Part of the reason is that vi does not go well with malloc. Vi also does its own
screen management which is much simpler than the <curses> model. In any case,
because of vi, a fair amount of pain was put into SysV curses so that the first
call to setupterm() will not cause any malloc().
> 
> So where is this bug? How can it be fixed? Whose fault is it, anyway?
> 
It's in the vi code. I would guess in ex.c right at the top of main() when
it tries to grab the terminal states. That's when it ought to check for
foreground/background stuffs.

> I hereby retract my statement from many months back that the only
> available character-mode programs which handle job control correctly are
> (1) my pty program; (2) curses applications, such as vi. (Most other
> examples fall to even the simplest test: rn & then bg then bg then bg.)
I don't know about pty but there isn't any good reason to assume that
curses applications (of which, vi is not!) would handle job control right.
initscr() does a minimal amount of work to check for SIGTSTP but it's just
a function call that could be called anywhere within an application.
I have my own misgiving about that piece of code in initscr() anyway.
In general, I don't like a library to try to be "too smart" and assume to
do too much. Ultimately, it just gets in the way of other pieces of code
and applications have to invent ways to get around such smarty assumptions.
My largest curses-based program is IFS, a language to write
interactive applications with form/menu interfaces (there's a paper
on IFS in IEEE Software, July '90, if anyone is curious). As far as I know,
this program works perfectly with job control. In the course of its
execution, IFS may have to manage several concurrent processes which ocasionally
need to be in foreground, then go back into background. To do this,
it has to do a lot more than the <curses> handling of job control.
Finally, as long as we are talking about signal handling and curses,
if you write curses applications that may occasionally be interrupted
by signals, beware of resulting messy screens.

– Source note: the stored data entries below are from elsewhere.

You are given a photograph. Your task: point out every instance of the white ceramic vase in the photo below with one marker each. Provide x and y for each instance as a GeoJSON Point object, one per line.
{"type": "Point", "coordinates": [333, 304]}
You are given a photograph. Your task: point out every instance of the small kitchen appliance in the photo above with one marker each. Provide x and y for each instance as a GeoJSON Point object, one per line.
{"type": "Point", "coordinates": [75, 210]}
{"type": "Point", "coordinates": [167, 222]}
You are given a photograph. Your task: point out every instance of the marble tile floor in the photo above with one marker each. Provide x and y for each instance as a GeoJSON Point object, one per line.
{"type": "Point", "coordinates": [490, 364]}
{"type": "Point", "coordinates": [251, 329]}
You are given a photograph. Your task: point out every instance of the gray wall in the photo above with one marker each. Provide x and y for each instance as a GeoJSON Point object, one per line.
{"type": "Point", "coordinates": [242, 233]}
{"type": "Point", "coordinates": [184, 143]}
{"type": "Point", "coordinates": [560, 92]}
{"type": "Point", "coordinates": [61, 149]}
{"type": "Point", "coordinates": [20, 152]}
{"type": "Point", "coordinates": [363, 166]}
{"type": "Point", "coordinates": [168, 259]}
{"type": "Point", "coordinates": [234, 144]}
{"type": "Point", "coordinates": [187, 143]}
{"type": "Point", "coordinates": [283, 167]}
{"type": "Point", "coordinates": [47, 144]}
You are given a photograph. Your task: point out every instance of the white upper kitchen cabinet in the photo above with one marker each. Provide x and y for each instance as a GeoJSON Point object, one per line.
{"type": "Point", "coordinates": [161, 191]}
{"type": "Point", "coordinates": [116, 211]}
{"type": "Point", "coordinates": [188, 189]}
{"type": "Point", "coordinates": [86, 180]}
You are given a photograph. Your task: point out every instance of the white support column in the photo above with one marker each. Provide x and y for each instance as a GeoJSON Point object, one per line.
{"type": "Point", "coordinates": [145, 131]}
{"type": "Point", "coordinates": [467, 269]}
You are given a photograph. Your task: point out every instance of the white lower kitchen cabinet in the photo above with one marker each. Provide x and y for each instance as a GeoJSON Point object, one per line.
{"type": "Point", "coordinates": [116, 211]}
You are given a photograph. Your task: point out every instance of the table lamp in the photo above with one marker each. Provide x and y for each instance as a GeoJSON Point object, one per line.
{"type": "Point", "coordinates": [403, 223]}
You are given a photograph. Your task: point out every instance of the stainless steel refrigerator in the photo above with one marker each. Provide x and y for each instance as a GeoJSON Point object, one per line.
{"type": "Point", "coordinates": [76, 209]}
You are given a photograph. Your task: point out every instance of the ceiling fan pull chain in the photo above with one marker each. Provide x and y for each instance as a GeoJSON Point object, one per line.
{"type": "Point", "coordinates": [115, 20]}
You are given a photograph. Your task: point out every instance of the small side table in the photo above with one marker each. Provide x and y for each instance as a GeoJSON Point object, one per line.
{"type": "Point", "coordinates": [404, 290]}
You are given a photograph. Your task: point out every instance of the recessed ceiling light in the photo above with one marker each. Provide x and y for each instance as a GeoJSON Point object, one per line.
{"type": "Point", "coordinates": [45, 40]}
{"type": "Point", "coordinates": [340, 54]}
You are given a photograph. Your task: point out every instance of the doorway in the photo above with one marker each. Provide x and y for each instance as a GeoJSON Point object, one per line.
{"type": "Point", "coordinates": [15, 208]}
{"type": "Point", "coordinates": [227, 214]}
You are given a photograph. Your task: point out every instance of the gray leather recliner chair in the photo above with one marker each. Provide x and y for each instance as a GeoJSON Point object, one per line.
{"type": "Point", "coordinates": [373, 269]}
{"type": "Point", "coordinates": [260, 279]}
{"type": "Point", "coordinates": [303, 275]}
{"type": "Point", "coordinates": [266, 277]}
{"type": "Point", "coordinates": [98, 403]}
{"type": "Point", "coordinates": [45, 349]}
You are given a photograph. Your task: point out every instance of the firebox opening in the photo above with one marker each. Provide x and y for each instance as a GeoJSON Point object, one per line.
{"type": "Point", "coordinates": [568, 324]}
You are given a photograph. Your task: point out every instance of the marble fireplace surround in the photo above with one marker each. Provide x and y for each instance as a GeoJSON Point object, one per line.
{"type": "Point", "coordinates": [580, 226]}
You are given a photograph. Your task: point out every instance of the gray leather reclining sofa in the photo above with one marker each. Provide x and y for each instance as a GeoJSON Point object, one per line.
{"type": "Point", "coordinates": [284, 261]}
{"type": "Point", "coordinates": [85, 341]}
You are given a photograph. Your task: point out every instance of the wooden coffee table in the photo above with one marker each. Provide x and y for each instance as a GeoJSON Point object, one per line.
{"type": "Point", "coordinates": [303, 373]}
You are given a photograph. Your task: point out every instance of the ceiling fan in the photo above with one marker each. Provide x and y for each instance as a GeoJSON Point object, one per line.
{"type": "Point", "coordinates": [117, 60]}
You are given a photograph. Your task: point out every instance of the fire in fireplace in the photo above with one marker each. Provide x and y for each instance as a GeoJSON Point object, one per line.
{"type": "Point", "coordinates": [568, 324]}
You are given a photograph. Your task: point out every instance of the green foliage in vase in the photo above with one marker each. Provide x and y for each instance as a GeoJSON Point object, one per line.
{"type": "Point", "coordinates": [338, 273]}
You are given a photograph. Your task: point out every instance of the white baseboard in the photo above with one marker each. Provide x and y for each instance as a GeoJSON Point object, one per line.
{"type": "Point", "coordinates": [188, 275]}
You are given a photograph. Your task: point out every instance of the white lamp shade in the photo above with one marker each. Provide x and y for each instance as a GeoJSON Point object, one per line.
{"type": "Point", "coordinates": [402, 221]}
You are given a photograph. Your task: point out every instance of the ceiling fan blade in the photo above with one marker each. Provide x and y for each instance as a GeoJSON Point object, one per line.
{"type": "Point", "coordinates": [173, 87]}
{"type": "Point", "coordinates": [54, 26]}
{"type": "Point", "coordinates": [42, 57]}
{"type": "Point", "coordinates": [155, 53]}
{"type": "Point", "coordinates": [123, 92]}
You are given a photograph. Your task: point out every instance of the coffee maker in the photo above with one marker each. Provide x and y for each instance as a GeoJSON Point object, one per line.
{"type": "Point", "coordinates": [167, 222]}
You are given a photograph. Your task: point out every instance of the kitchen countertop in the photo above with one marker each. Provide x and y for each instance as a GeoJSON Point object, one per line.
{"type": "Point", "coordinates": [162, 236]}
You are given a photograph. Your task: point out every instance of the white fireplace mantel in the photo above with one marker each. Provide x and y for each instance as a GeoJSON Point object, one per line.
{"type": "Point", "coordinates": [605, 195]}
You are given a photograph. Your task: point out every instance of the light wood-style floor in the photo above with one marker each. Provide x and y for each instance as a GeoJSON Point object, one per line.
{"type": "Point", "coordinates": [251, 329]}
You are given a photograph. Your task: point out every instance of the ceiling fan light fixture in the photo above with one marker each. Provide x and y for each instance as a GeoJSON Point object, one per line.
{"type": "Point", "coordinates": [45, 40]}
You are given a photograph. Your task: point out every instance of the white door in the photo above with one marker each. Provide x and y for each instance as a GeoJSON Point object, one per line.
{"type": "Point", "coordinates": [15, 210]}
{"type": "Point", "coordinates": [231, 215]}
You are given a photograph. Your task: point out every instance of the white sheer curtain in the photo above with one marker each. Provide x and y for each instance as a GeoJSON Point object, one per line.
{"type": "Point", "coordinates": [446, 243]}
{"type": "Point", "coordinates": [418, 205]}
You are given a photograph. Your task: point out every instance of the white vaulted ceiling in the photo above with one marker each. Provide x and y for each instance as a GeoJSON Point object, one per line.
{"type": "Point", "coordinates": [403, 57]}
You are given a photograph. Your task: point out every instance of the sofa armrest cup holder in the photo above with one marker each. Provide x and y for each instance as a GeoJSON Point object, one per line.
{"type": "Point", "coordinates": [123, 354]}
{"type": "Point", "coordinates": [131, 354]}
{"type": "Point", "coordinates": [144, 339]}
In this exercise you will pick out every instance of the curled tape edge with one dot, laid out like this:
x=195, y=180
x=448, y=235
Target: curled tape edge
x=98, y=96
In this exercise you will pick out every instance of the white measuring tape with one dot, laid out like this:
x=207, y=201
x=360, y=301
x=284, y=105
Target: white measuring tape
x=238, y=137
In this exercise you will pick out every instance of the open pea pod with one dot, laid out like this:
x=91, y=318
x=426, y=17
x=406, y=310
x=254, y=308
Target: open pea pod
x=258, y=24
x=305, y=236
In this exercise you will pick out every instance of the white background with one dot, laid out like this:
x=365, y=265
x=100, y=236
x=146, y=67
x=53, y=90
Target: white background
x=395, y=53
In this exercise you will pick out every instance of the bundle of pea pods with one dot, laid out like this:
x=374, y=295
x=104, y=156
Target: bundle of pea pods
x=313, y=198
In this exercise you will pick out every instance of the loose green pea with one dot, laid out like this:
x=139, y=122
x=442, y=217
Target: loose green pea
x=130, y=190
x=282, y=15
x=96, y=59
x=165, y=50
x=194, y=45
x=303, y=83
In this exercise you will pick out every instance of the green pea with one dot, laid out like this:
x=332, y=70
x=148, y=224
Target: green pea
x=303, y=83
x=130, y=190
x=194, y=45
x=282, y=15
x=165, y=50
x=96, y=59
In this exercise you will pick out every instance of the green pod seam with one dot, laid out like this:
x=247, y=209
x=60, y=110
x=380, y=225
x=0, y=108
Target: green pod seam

This is because curses is based
on stdio and there is a bug in _xflsbuf() in (as far as I know) all currently
available versions of stdio that causes loss of data if write() is interrupted.
If this event happens during a wrefresh(), certain escape sequences may get lost.
Unfortunately, it's one of those things that application programmers
can do nothing about but screaming at their vendors.